Arizona observers, note that the moon will be full at exactly 7:47 a.m. MST on Dec. 3 and moves to a position we call perigee at around 1 a.m. MST on the morning of the 4th and will be some 222,135 miles from the Earth.

This full, super moon is also known as the full cold moon or the full long night moon. It’s the only super moon of 2017. There can only be a few of these very close moons during any given year. One of the last super moon events was back on Nov. 14, 2016, which was the closest super moon since Jan. 26, 1948. The closest full moon of the 21st century will occur on Dec. 6, 2052.

After this great full moon, the moon moves on to its last quarter phase on the 10th and continues to wane and reach a new phase on the 18th.

December has some interesting planets to view too. Most of the activity will take place in the morning sky, as Venus and Jupiter continue a nice series of close encounters, like the close conjunction back in early November. Saturn moves into solar conjunction, by the 21st.

The seasons change once again, as we welcome the holidays and the Christmas season.

The winter solstice begins on the 21st at 9:28 a.m. MST

December has one last surprise. Watch out for the annual Geminid meteor shower, which will peak on the morning hours of the 14th. This is one of the best meteor showers of the entire year and the moonlight isn’t expected to interfere too much with the viewing. To see it at its best, look to the northeastern sky after midnight on the 13th, into the 14th. You may get to see upwards of 50 meteors per hour, many with bright vapor type trails.

The Geminid meteors are all thought to be a part of a rock comet. The source of this shower may be an old asteroid /comet, 3200 Phaethon.

January skies also offer some amazing sights.

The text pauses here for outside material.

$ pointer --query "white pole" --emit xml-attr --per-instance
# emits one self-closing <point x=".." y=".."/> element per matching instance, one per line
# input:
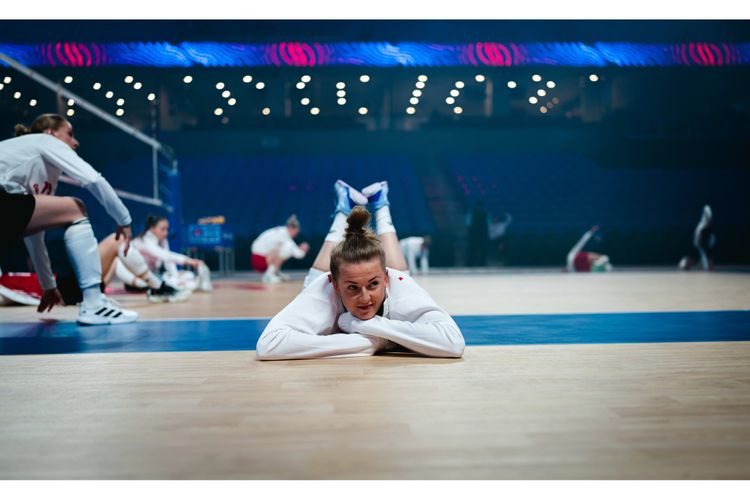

We welcome the first major total lunar eclipse on the night of Jan. 31, 2018. This will be the first total lunar eclipse seen from Arizona since 2015. This eclipse will be an early morning event for us here. The partial phases of the eclipse begin at 4:48 a.m. MST. The total phase begins at 5:51 a.m. MST with the best totality at 6:29 a.m. MST. Totality ends at 7:07 a.m. MST. The moon will appear deep red in color and totality will last for some 68 minutes.

If you miss this one, the next decent total lunar eclipse will occur on Jan. 20, 2019. That eclipse will begin for us in Arizona, around 8:33 p.m. MST.

The other big news story of 2018 will be the close approach of Mars. Mars will come to a near historic close approach to Earth on July 26. It will be 35,785,537 miles from us. While it sounds far, this is very close and it only happens every 15 years or so. Don’t miss it.